Dramatik örüntü ya da olaylar dizisini oluşturup geliştiren de oyun kişileridir. Oyun yazarı, bu kişileri doğal ve toplumsal çevreleri içinde verir. Onları, çevresinden soyutlamaz. Bunun için de insanları ya ortak ve genel özellikleriyle çizmeye çalışır; (Romanda olduğu gibi tiyatroda da buna tip denir.) ya da insanları değişik yönleriyle, ayrıntılı gerçeğiyle (karakter) olarak ele alır. İster tip biçiminde, ister karakter biçiminde yansıtılsın, tiyatro yapıtında kişiler sürekli hareket durumundadır.
Tiyatroda Dekor
Dramatik olay ve olaylar dizisi, kişiler dışında bir başka ana öğe de dekordur. Gösterilenlerin geçtiği yeri, doğal ve toplumsal çevreyi oluşturmaya yarayan eşya ve nesnelerin bütünüdür dekor. Eşya ve varlıklar süsleyici amaçla konmaz tiyatro yapıtına; gerçeklik duygusu yaratma amacına yöneliktir dekoru oluşturan nesneler.
Tiyatronun Bölümleri
Geleneksel olarak tiyatro yapıtlarının, yani oyunların yapısı üç bölümden oluşur: Serim, düğüm, çözüm. Serim bölümü yapıtın girişidir. Konu, kişiler, kişilerin birbirleriyle ilişkileri bu bölümde tanıtılır. Düğüm bölümünde dramatik örüntü ya da çatışma giderek doruk noktasına çıkar. Kişilerin birbirleriyle çatışmaları, tutku, dilek ve özlemleri keskinleşip yoğunlaşır. Olayın akışı izleyicinin merakını uyandıracak bir biçim kazanır. Sonuç bölümünde ise izleyicilerin merakı ağır ağır giderilir, olaylar ve kişiler arasındaki çatışmalar giderek uzlaşmaya dönüşür, daha doğrusu düğüm çözümlenir.

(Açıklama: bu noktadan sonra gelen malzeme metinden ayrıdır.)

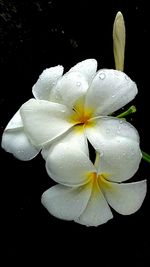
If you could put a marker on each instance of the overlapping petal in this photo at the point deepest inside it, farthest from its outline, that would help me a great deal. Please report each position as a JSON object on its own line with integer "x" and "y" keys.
{"x": 75, "y": 141}
{"x": 15, "y": 141}
{"x": 65, "y": 202}
{"x": 70, "y": 88}
{"x": 87, "y": 67}
{"x": 46, "y": 81}
{"x": 97, "y": 210}
{"x": 126, "y": 198}
{"x": 109, "y": 91}
{"x": 44, "y": 121}
{"x": 69, "y": 166}
{"x": 118, "y": 144}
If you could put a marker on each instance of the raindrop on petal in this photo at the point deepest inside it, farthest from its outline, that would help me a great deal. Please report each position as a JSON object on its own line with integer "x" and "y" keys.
{"x": 78, "y": 84}
{"x": 102, "y": 75}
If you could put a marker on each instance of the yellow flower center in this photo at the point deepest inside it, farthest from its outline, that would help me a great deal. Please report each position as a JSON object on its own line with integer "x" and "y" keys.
{"x": 81, "y": 116}
{"x": 99, "y": 181}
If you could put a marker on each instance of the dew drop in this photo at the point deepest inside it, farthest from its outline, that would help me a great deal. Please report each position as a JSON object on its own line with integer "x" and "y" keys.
{"x": 102, "y": 75}
{"x": 107, "y": 131}
{"x": 101, "y": 154}
{"x": 78, "y": 84}
{"x": 126, "y": 77}
{"x": 113, "y": 96}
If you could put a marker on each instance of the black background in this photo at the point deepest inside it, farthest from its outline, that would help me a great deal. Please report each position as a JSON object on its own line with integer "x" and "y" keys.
{"x": 38, "y": 34}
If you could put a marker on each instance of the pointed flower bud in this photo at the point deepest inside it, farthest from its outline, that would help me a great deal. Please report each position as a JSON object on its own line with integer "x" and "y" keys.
{"x": 119, "y": 41}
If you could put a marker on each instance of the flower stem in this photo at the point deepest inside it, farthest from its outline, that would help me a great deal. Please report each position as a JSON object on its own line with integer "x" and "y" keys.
{"x": 146, "y": 156}
{"x": 131, "y": 110}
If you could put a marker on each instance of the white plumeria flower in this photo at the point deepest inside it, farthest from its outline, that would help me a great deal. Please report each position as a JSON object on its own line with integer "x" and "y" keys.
{"x": 78, "y": 101}
{"x": 15, "y": 139}
{"x": 81, "y": 97}
{"x": 85, "y": 191}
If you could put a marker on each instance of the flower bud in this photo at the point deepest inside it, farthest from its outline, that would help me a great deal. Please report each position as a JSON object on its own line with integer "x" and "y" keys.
{"x": 119, "y": 41}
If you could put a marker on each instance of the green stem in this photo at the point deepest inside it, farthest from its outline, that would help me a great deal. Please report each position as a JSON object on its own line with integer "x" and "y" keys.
{"x": 146, "y": 156}
{"x": 131, "y": 110}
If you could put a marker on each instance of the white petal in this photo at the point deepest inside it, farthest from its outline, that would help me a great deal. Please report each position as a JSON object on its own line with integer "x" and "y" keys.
{"x": 70, "y": 88}
{"x": 97, "y": 211}
{"x": 68, "y": 166}
{"x": 16, "y": 142}
{"x": 44, "y": 121}
{"x": 118, "y": 144}
{"x": 126, "y": 198}
{"x": 87, "y": 67}
{"x": 65, "y": 202}
{"x": 15, "y": 122}
{"x": 46, "y": 81}
{"x": 74, "y": 138}
{"x": 110, "y": 90}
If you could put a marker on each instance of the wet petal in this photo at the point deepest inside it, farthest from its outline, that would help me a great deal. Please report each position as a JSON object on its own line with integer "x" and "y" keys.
{"x": 44, "y": 121}
{"x": 68, "y": 165}
{"x": 15, "y": 122}
{"x": 74, "y": 138}
{"x": 65, "y": 202}
{"x": 16, "y": 142}
{"x": 110, "y": 90}
{"x": 70, "y": 88}
{"x": 118, "y": 144}
{"x": 97, "y": 211}
{"x": 87, "y": 67}
{"x": 126, "y": 198}
{"x": 46, "y": 81}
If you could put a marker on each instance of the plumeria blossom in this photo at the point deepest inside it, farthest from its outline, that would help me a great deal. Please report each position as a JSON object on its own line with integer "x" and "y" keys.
{"x": 78, "y": 101}
{"x": 85, "y": 191}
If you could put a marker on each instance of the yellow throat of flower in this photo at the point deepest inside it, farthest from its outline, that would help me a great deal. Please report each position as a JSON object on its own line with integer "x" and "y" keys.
{"x": 98, "y": 181}
{"x": 82, "y": 116}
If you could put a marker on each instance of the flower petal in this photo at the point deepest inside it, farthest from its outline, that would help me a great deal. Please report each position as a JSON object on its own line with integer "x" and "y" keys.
{"x": 15, "y": 122}
{"x": 118, "y": 144}
{"x": 97, "y": 211}
{"x": 46, "y": 81}
{"x": 126, "y": 198}
{"x": 65, "y": 202}
{"x": 16, "y": 142}
{"x": 74, "y": 139}
{"x": 44, "y": 121}
{"x": 87, "y": 67}
{"x": 110, "y": 90}
{"x": 68, "y": 166}
{"x": 70, "y": 88}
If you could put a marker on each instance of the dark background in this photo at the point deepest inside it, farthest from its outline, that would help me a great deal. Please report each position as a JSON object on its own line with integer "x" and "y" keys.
{"x": 38, "y": 34}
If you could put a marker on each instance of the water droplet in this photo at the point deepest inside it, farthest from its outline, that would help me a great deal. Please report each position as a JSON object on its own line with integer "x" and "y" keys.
{"x": 78, "y": 84}
{"x": 101, "y": 154}
{"x": 102, "y": 75}
{"x": 126, "y": 77}
{"x": 113, "y": 96}
{"x": 107, "y": 131}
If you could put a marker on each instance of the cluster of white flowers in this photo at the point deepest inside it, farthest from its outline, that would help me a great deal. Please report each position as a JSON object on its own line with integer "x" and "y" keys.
{"x": 66, "y": 113}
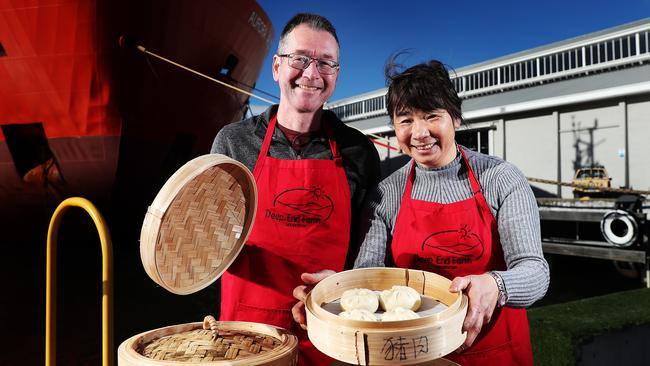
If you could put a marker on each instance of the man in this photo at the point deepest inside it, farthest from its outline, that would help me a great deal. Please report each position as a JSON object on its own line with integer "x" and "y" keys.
{"x": 312, "y": 174}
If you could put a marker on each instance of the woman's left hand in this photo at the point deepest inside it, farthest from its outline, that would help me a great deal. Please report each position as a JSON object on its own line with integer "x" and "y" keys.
{"x": 482, "y": 292}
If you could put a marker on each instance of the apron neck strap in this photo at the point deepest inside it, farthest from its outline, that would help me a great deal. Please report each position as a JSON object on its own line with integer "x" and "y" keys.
{"x": 476, "y": 188}
{"x": 264, "y": 151}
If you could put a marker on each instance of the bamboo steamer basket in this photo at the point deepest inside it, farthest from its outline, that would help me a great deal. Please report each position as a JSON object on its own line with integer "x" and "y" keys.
{"x": 192, "y": 232}
{"x": 190, "y": 344}
{"x": 405, "y": 342}
{"x": 198, "y": 223}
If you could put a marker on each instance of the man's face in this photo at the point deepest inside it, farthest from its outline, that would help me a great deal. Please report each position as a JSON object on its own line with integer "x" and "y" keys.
{"x": 305, "y": 91}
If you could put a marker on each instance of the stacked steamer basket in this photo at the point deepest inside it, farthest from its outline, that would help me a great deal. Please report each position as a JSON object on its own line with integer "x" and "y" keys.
{"x": 406, "y": 342}
{"x": 194, "y": 229}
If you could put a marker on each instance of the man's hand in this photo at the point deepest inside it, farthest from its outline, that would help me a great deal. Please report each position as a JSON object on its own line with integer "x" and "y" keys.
{"x": 482, "y": 292}
{"x": 300, "y": 293}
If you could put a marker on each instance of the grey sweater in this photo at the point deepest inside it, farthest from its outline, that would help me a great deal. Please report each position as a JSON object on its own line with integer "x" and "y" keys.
{"x": 242, "y": 141}
{"x": 510, "y": 199}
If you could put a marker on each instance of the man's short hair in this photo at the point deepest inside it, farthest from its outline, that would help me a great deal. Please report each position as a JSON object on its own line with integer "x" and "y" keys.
{"x": 314, "y": 21}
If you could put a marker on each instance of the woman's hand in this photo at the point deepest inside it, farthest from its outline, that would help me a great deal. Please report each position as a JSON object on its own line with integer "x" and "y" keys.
{"x": 482, "y": 292}
{"x": 300, "y": 293}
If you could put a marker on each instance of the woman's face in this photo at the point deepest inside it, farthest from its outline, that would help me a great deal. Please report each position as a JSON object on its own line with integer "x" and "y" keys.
{"x": 427, "y": 137}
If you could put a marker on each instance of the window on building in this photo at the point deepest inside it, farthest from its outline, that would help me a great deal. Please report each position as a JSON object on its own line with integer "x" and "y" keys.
{"x": 476, "y": 140}
{"x": 632, "y": 42}
{"x": 609, "y": 51}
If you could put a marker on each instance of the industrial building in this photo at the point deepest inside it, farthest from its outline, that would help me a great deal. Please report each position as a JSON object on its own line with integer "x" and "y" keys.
{"x": 549, "y": 110}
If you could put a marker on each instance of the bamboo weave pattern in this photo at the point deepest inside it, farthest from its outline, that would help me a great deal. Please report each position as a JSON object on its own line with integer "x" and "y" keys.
{"x": 201, "y": 226}
{"x": 198, "y": 346}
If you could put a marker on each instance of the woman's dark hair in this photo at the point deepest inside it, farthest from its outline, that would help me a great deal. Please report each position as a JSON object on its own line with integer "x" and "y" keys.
{"x": 424, "y": 87}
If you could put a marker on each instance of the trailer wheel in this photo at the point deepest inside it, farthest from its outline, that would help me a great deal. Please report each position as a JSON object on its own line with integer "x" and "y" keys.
{"x": 619, "y": 228}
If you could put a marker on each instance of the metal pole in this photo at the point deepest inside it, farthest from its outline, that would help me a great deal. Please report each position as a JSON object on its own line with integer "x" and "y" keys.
{"x": 107, "y": 280}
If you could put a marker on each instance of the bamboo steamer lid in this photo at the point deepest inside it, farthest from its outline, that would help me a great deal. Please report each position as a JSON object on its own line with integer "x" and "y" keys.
{"x": 198, "y": 223}
{"x": 239, "y": 344}
{"x": 405, "y": 342}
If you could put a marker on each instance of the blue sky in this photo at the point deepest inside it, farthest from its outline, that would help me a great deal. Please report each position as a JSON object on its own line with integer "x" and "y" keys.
{"x": 459, "y": 33}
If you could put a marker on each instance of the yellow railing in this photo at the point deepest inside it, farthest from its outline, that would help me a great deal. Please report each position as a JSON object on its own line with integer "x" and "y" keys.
{"x": 107, "y": 280}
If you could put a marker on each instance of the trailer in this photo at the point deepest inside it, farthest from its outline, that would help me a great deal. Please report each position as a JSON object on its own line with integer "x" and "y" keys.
{"x": 614, "y": 229}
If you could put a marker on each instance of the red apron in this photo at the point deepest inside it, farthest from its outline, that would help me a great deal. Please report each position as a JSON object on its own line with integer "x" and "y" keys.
{"x": 302, "y": 224}
{"x": 460, "y": 239}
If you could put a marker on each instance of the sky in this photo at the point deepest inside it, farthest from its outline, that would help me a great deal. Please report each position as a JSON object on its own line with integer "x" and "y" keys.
{"x": 458, "y": 33}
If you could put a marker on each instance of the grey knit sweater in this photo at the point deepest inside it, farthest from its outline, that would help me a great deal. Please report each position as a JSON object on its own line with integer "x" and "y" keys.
{"x": 242, "y": 141}
{"x": 510, "y": 199}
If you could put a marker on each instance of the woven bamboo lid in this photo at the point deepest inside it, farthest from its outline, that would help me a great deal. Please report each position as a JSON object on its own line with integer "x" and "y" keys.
{"x": 238, "y": 344}
{"x": 198, "y": 223}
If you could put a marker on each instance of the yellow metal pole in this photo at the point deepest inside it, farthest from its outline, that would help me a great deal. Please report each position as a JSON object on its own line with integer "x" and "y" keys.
{"x": 107, "y": 280}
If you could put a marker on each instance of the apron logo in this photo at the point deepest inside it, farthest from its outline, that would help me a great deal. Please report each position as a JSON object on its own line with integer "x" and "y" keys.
{"x": 301, "y": 207}
{"x": 460, "y": 246}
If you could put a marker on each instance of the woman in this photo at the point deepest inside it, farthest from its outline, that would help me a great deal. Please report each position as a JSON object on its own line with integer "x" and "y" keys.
{"x": 452, "y": 211}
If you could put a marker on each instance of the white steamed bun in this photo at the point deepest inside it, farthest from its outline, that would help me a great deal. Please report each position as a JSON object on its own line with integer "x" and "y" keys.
{"x": 359, "y": 298}
{"x": 400, "y": 296}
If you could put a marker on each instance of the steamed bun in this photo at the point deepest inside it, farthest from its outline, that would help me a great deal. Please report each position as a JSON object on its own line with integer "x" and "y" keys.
{"x": 399, "y": 314}
{"x": 400, "y": 296}
{"x": 359, "y": 298}
{"x": 358, "y": 314}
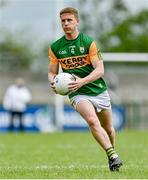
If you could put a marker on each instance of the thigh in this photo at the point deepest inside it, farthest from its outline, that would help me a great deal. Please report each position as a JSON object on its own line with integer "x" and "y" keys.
{"x": 105, "y": 117}
{"x": 86, "y": 110}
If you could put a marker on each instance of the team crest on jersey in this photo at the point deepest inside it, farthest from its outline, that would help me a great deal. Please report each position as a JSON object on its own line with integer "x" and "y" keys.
{"x": 72, "y": 49}
{"x": 82, "y": 49}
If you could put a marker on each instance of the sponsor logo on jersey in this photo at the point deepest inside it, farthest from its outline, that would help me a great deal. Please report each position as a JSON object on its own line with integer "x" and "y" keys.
{"x": 74, "y": 62}
{"x": 62, "y": 52}
{"x": 72, "y": 49}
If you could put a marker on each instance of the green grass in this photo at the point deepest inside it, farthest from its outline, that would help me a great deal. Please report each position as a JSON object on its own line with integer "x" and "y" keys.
{"x": 70, "y": 155}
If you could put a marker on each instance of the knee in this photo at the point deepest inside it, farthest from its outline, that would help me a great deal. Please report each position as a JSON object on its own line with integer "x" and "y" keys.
{"x": 92, "y": 122}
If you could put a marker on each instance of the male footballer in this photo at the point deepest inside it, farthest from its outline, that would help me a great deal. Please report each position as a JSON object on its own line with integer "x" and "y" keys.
{"x": 77, "y": 53}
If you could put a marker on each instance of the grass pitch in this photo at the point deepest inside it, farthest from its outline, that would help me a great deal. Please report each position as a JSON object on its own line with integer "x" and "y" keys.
{"x": 70, "y": 155}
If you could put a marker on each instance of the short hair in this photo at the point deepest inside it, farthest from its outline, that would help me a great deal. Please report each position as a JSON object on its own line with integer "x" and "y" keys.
{"x": 70, "y": 10}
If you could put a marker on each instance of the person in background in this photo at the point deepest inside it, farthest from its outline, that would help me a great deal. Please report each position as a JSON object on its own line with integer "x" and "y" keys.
{"x": 77, "y": 53}
{"x": 15, "y": 101}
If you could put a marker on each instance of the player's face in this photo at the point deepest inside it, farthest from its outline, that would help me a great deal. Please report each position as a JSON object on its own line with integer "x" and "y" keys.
{"x": 69, "y": 23}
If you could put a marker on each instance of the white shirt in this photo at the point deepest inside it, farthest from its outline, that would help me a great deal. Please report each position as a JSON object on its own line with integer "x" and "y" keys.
{"x": 16, "y": 98}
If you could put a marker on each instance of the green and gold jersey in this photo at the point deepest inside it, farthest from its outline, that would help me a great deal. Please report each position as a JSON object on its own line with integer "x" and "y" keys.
{"x": 75, "y": 57}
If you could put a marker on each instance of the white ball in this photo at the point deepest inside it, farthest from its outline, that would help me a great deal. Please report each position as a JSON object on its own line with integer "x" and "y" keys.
{"x": 61, "y": 82}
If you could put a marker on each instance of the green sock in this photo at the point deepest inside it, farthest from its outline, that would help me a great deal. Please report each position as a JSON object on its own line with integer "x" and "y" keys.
{"x": 111, "y": 153}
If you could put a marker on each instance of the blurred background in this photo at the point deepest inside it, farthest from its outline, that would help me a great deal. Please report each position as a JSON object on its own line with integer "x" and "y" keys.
{"x": 120, "y": 27}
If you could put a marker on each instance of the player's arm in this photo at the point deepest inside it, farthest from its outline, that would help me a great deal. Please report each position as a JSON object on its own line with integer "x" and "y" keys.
{"x": 98, "y": 71}
{"x": 53, "y": 68}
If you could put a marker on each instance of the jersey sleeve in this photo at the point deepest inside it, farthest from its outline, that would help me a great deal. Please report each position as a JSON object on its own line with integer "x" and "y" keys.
{"x": 52, "y": 58}
{"x": 94, "y": 52}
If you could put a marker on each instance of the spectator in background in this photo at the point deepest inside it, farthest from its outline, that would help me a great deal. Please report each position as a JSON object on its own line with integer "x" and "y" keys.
{"x": 15, "y": 101}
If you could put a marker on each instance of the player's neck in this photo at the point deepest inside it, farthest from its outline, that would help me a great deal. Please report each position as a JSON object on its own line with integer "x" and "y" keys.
{"x": 72, "y": 36}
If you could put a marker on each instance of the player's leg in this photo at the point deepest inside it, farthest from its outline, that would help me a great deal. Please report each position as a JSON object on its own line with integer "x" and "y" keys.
{"x": 105, "y": 117}
{"x": 87, "y": 111}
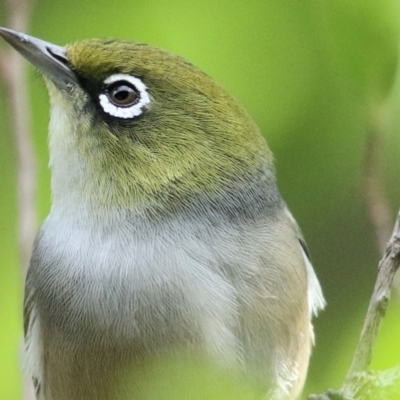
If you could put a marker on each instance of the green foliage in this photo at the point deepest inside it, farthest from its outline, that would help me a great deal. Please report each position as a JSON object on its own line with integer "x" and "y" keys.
{"x": 313, "y": 75}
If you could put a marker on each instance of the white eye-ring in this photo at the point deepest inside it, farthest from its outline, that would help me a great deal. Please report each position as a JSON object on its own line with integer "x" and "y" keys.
{"x": 125, "y": 96}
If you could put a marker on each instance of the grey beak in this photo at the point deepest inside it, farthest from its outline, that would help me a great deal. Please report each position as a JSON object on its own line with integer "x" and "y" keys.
{"x": 48, "y": 58}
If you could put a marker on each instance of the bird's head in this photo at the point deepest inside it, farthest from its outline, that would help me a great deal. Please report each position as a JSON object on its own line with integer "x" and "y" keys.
{"x": 134, "y": 125}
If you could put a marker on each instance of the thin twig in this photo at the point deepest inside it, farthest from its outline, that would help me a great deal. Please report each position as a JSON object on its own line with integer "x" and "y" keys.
{"x": 377, "y": 307}
{"x": 357, "y": 378}
{"x": 376, "y": 200}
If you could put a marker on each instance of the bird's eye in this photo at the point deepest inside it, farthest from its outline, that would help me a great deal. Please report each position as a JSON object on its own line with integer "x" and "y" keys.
{"x": 124, "y": 96}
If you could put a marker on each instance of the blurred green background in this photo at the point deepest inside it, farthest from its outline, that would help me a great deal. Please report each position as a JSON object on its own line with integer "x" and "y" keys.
{"x": 314, "y": 75}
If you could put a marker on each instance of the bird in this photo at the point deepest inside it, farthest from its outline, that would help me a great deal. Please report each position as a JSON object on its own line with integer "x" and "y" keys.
{"x": 167, "y": 232}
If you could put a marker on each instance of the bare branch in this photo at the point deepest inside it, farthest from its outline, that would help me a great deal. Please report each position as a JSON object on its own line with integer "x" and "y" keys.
{"x": 12, "y": 71}
{"x": 358, "y": 378}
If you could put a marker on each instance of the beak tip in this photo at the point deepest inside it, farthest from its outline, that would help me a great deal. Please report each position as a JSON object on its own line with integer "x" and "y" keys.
{"x": 47, "y": 57}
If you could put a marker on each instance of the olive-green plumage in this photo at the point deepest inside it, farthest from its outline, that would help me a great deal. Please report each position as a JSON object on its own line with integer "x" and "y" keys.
{"x": 193, "y": 139}
{"x": 167, "y": 233}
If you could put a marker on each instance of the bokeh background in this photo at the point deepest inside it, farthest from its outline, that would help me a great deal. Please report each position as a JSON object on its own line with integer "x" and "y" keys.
{"x": 318, "y": 77}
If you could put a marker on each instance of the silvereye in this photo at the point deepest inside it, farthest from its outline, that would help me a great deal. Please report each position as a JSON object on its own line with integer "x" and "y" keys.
{"x": 166, "y": 234}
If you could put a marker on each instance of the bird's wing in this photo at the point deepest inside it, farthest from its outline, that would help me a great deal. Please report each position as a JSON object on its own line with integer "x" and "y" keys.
{"x": 33, "y": 354}
{"x": 316, "y": 300}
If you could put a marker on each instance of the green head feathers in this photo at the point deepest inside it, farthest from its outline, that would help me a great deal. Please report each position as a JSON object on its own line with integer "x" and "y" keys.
{"x": 140, "y": 126}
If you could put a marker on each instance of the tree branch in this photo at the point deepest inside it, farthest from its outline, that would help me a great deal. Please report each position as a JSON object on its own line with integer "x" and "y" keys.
{"x": 359, "y": 381}
{"x": 374, "y": 191}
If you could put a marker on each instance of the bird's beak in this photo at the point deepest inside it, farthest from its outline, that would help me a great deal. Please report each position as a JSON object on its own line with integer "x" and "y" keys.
{"x": 48, "y": 58}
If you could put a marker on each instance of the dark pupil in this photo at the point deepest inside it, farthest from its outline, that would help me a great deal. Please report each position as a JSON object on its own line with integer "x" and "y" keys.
{"x": 123, "y": 94}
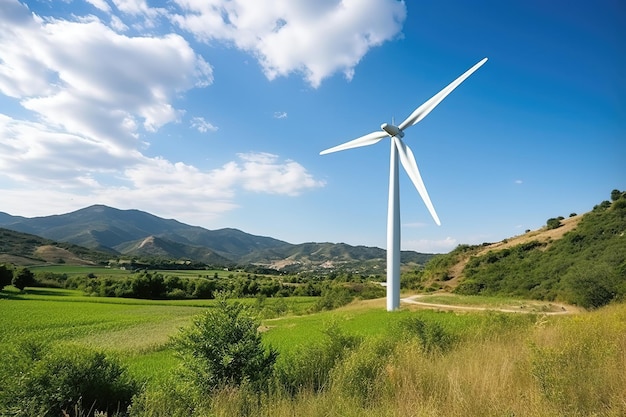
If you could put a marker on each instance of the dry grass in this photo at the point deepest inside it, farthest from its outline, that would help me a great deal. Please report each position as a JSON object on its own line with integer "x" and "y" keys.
{"x": 561, "y": 366}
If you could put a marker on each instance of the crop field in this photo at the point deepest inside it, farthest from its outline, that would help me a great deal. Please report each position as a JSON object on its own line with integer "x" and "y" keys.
{"x": 137, "y": 331}
{"x": 449, "y": 363}
{"x": 101, "y": 271}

Tiyatroda Perde ve sahne Nedir?
Tiyatro yapıtının bölümlere ayrılışına perde denir. Yapıtlar çoğu kez bir perdelik, iki perdelik, üç perdelik gibi adlandırmalar ile anılır. Bunun gibi tiyatro yapıtında her perde, olayın akışı gereği kişilerin bir araya gelmesi, tekrar ayrılması biçiminde bölümlere ayrılır. Bu bölümlerin her birine “meclis” denir. Tiyatroda ana bölümlerin her biri perde, bunun dışındaki küçük bölümler ise sahne olarak adlandırılır. Bu tanımdan hareketle perde sahneye göre daha büyük bölümleri ifade eder.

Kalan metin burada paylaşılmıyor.